Aux Amis de l’Huma, dimanche en fin d’après-midi, Régine Chopinot a dansé et improvisé en compagnie de Michel Portal et de Bernard Lubat.

Et soudain une exploration intérieure. Une quête de l’invisibilité collective. Un instant de trouble étrange qui traque l’ordinaire... Elle se tient devant nous, bien droite, parée de sombre, pieds nus, sur cette scène drapée de noir du stand des Amis de lé. Personne ne fait cercle, mais Bernard Lubat, à sa droite, et Michel Portal, à sa gauche, font corps. Chacun retient son souffle, comme si, en ce lieu-là (malgré l’inflation grotesque de sonos environnantes), l’idée même d’une création ou/et d’une improvisation dansée pouvait nous transporter au-delà de nos limites visuelles ou de nos compétences musicales, au-delà de notre propre intuitivité. C’est d’elle qu’il s’agit : Régine Chopinot, danseuse, chorégraphe, directrice du Ballet de l’Atlantique. Le risque n’était pas mince de se mouvoir en ce théâtre ouvert, d’agrémenter son propos (libre) d’étirements et de contorsions qui, immédiatement, éclairent une silhouette gracile et mélancolique, superbe de gravité.

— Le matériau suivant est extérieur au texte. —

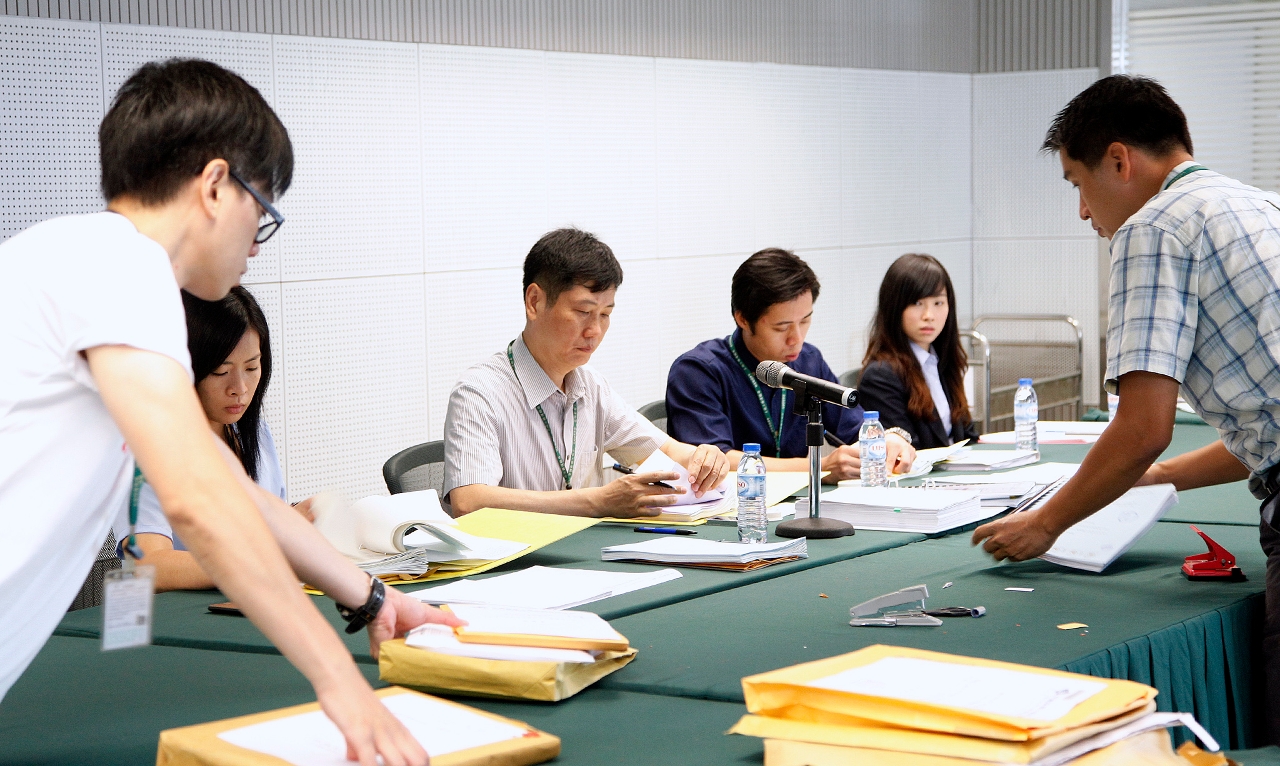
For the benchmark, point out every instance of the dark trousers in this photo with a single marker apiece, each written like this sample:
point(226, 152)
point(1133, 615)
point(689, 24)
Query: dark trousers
point(1270, 539)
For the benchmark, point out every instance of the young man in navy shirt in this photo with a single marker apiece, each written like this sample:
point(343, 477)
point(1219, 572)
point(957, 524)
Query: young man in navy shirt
point(713, 396)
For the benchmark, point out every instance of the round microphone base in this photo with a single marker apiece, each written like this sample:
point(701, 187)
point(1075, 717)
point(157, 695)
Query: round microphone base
point(816, 528)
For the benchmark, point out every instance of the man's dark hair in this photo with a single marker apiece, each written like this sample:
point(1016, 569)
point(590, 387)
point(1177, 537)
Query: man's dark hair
point(772, 276)
point(1121, 108)
point(566, 258)
point(173, 118)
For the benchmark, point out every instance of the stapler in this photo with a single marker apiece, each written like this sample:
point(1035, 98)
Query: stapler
point(1219, 564)
point(900, 607)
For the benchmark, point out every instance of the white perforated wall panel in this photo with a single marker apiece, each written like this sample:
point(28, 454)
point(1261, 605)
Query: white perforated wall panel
point(796, 185)
point(707, 158)
point(356, 204)
point(465, 325)
point(128, 46)
point(355, 381)
point(600, 149)
point(905, 156)
point(484, 159)
point(50, 105)
point(268, 296)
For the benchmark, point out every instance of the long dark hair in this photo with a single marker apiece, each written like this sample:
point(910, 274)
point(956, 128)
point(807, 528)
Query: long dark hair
point(213, 331)
point(910, 278)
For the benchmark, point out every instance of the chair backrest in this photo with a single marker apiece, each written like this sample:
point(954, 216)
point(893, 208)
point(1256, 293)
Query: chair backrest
point(657, 414)
point(417, 468)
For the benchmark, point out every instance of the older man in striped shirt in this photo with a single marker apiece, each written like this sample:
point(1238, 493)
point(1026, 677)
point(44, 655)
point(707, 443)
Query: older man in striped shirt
point(1194, 306)
point(526, 428)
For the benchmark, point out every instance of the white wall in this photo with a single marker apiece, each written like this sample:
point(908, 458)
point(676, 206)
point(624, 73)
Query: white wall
point(425, 172)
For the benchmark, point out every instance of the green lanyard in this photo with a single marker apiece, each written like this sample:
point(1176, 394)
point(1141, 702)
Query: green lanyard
point(1187, 172)
point(565, 472)
point(129, 542)
point(759, 397)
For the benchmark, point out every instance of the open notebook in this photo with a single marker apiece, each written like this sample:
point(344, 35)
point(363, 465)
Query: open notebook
point(405, 534)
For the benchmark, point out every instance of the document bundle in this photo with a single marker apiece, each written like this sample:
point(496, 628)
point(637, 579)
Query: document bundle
point(894, 705)
point(891, 509)
point(708, 554)
point(452, 734)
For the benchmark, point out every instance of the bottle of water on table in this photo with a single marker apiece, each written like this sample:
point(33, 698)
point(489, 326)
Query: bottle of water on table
point(1025, 414)
point(871, 443)
point(753, 523)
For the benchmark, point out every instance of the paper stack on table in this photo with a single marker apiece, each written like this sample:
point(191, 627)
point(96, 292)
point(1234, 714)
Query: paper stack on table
point(891, 509)
point(544, 587)
point(405, 534)
point(708, 554)
point(894, 705)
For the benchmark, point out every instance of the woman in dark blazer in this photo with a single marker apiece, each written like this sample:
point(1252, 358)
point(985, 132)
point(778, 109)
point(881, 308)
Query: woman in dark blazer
point(914, 368)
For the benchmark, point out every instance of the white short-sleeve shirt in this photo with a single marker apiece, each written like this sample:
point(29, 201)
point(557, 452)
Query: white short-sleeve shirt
point(151, 518)
point(494, 436)
point(69, 285)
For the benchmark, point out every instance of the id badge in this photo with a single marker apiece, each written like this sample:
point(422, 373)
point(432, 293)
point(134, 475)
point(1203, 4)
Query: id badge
point(127, 596)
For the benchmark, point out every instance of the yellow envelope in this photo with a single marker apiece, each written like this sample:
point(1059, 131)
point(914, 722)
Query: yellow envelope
point(823, 728)
point(785, 688)
point(200, 746)
point(1150, 748)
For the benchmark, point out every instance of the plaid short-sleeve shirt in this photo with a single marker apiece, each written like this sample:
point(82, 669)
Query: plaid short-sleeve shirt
point(1196, 296)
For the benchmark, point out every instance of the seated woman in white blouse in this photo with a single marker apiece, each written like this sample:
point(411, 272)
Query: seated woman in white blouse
point(231, 356)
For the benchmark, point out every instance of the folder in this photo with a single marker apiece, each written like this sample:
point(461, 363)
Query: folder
point(206, 744)
point(824, 685)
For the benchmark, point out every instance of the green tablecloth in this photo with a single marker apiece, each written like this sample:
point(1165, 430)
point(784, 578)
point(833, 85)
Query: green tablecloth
point(183, 620)
point(80, 706)
point(1192, 641)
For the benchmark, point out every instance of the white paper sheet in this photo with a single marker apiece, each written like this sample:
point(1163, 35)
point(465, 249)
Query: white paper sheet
point(658, 461)
point(311, 739)
point(530, 621)
point(967, 687)
point(440, 638)
point(543, 587)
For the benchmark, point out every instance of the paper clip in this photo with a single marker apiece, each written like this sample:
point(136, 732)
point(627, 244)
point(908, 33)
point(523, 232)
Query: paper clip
point(900, 607)
point(1219, 564)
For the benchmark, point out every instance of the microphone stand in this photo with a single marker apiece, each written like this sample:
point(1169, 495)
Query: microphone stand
point(814, 527)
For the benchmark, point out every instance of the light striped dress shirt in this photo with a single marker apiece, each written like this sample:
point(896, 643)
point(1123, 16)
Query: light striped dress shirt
point(1196, 296)
point(494, 436)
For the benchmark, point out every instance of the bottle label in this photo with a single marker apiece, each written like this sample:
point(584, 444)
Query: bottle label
point(874, 450)
point(750, 486)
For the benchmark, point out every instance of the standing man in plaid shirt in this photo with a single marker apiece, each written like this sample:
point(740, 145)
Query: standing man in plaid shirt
point(1194, 306)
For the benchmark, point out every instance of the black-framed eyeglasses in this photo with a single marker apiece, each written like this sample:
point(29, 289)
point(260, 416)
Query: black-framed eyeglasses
point(266, 229)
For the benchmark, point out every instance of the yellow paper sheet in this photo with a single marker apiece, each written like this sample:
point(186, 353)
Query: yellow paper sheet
point(823, 728)
point(781, 689)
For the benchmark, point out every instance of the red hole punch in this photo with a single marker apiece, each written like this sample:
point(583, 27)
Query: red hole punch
point(1219, 564)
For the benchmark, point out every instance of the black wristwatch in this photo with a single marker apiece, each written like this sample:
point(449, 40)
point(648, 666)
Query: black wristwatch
point(366, 614)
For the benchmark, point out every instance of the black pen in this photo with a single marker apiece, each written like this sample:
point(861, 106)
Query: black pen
point(630, 472)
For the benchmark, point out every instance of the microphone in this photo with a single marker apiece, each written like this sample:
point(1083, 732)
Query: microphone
point(775, 374)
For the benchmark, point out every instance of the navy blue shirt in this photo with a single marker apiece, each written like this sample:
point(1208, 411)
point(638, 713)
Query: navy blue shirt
point(711, 401)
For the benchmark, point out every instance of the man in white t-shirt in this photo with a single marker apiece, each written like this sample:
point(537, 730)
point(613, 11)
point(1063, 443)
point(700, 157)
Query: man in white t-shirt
point(96, 373)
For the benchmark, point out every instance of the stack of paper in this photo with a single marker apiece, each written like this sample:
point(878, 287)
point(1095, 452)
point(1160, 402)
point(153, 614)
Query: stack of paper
point(891, 509)
point(894, 705)
point(536, 628)
point(543, 587)
point(451, 734)
point(405, 534)
point(988, 460)
point(1093, 543)
point(708, 554)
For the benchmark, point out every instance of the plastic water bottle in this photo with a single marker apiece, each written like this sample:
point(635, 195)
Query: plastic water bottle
point(753, 523)
point(874, 454)
point(1025, 414)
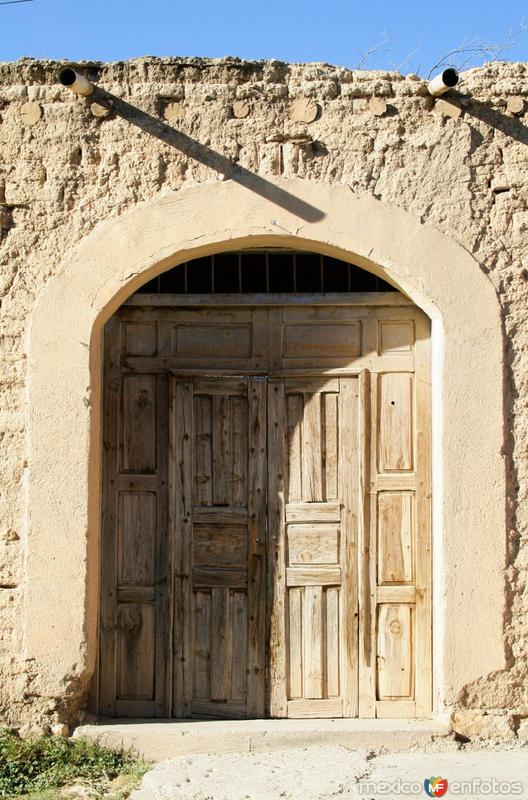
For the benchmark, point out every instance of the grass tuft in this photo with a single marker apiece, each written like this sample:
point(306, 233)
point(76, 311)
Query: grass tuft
point(50, 762)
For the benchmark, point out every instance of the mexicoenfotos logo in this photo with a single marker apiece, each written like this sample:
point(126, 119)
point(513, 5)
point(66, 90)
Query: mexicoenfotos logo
point(435, 787)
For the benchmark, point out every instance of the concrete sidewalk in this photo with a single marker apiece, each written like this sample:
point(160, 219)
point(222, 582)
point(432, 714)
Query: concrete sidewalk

Lubat aux claviers, Portal au saxo, à la clarinette basse, puis au bandonéon. Imaginez un peu ces deux génies des notes s’amuser à « déconstruire » leurs structures musicales pour les laisser vagabonder dans d’inlassables allers—retours d’après-ballet. Juste au service de ce corps de pensée. Celui de Régine Chopinot. Car dans ce corps en (r)évolution, qui se noue et se libère, il y a le discours et le charnel, l’un toisant l’autre, le mettant à distance pour mieux l’enchaîner, avant de l’affranchir. On écoute du moderne - et l’on voit du classique. À moins que ce ne soit l’inverse ! Et puisque ces trois-là, en totale communion - comme on dirait : en fraternité -, répugnent à s’enfermer dans la pâleur des conventions, nous voilà, nous, avec nos yeux d’enfants chétifs et notre coeur en alerte, plus réflexifs que jamais, plus introspectifs aussi, et finalement émerveillés par ce voyeurisme gestuel et musical. Une danseuse. Deux musiciens. Le miracle des humains réunis.